Spending an evening watching five Women On The Verge Of A Nervous Breakdown might not seem like everyone’s idea of fun (particularly if you’re not a woman, I imagine). Even if one of the women is TV favourite Tamsin Greig. But after seeing the show last night, I have just one word - amazing!

The show, which just opened for a limited season at the Playhouse Theatre, is based on Pedro Almodóvar’s classic Spanish movie, set in 1980s Madrid. Pepa Marcos, an actress, has just been dumped in an answerphone message by her lover Iván, and is desperate to find him and make him change his mind. But she’s not the only one looking for Iván; his crazy ex-wife Lucía is after him too. Meanwhile, Pepa’s best friend Candela is in trouble after accidentally falling in love with a terrorist. Throw in Iván’s son and his uptight fiancée Marisa, a feminist lawyer, Paulina, and some Valium-laced gazpacho, and you have the recipe for a hilarious and insane adventure.
Tamsin Greig is undoubtedly the star of the show as Pepa, struggling to deal with her own heartbreak whilst simultaneously trying to hold everyone else together. Just as you’d expect, Greig’s comic performance is faultless, but she also beautifully portrays the depth of Pepa’s despair and her fear of an uncertain future as she contemplates middle age without Iván.
Having said that, she by no means outshines her fellow cast members, with Haydn Gwynne particularly memorable as the unhinged Lucía, and Anna Skellern, who gives a hilarious perfomance as the naïve and hysterical Candela. And it’s not all about the women, either – Ricardo Afonso is irresistible as the nameless taxi driver, who also acts as a narrator to events.
Then there’s the music. I’m always a bit sceptical when a film gets turned into a musical. Ghost, for example, was a brilliant show, but would, in my view, have been better without the musical numbers. But Women on the Verge at the Playhouse Theatre totally works. Because the action is generally so chaotic, the songs provide a pause in which the characters can express what they’re feeling without interruption – and they do it perfectly, with some truly spectacular voices among the cast. I for one would buy the soundtrack tomorrow.
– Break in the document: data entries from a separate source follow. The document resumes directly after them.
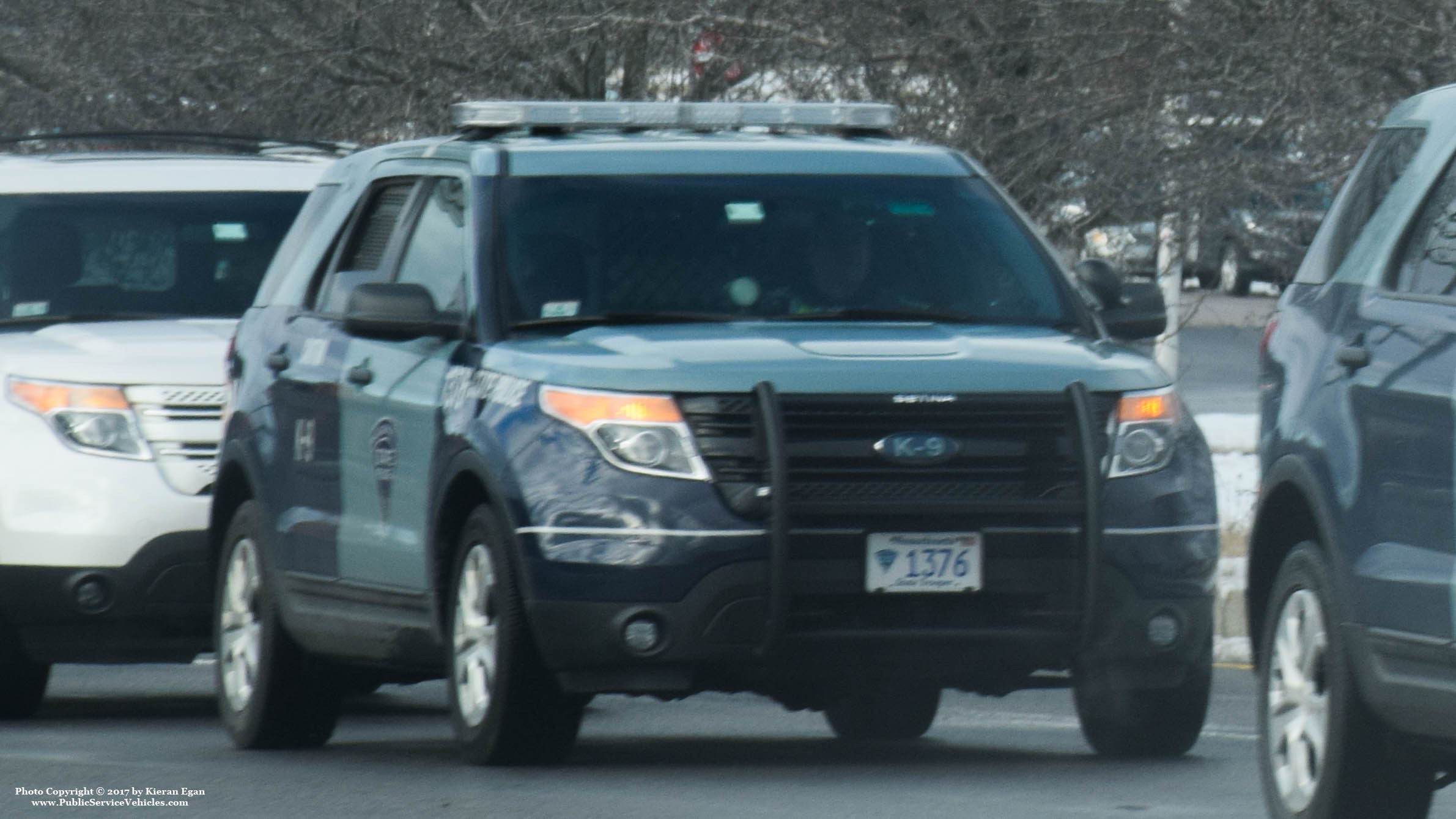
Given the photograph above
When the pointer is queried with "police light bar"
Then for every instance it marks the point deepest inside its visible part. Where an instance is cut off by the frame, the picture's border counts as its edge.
(697, 116)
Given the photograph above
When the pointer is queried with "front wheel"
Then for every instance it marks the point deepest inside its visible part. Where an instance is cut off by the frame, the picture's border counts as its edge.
(506, 705)
(1126, 722)
(884, 712)
(270, 693)
(1323, 754)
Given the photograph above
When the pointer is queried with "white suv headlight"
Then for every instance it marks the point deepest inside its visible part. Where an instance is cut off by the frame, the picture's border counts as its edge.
(89, 418)
(1142, 433)
(643, 434)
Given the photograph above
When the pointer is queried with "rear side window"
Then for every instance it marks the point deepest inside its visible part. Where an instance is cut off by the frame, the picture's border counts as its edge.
(1386, 159)
(1428, 258)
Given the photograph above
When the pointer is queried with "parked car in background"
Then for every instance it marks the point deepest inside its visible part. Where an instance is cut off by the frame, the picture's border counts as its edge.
(1228, 254)
(124, 263)
(662, 399)
(1353, 552)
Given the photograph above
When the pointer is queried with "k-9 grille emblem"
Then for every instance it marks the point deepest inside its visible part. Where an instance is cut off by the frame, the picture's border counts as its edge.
(918, 449)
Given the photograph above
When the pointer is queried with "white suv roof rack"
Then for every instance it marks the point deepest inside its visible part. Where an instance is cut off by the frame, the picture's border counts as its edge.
(697, 116)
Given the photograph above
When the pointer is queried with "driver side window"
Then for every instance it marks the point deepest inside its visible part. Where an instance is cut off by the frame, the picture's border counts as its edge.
(436, 251)
(366, 248)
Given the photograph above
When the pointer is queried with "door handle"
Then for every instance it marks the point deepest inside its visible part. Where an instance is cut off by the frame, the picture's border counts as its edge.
(1353, 357)
(361, 374)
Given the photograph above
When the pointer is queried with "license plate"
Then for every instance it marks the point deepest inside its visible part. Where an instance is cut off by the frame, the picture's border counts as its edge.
(923, 562)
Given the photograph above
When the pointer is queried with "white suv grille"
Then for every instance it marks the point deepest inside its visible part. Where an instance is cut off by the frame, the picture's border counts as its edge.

As a former Spanish student, who’s lived in Madrid, I was curious to see how the setting would be translated to the London stage, and I wasn’t disappointed. Although the actors are mostly English, and make no attempt at ‘being Spanish’ (which was a relief, to be honest), you never forget where the action is taking place. The opening number, ‘Madrid’, introduces the city almost as another character, full of drama and colour and endless opportunities. The production is full of details – the music, in particular, but also extras like the pre-show announcement (‘Telefonos – no. Aplausos – sí!’) – that almost make you forget the actors are speaking English at all. I don’t know about anyone else, but I was transported to Madrid for two hours, and I didn’t really want to leave.
Women on the Verge of a Nervous Breakdown is exactly what the name suggests. But if you think that means you’re about to spend an evening listening to a bunch of women complain, you couldn’t be more wrong. The show is heartfelt and emotional, but also hilarious and fast-moving, and leaves you with the optimistic message that whatever might have happened today, tomorrow you can start all over again.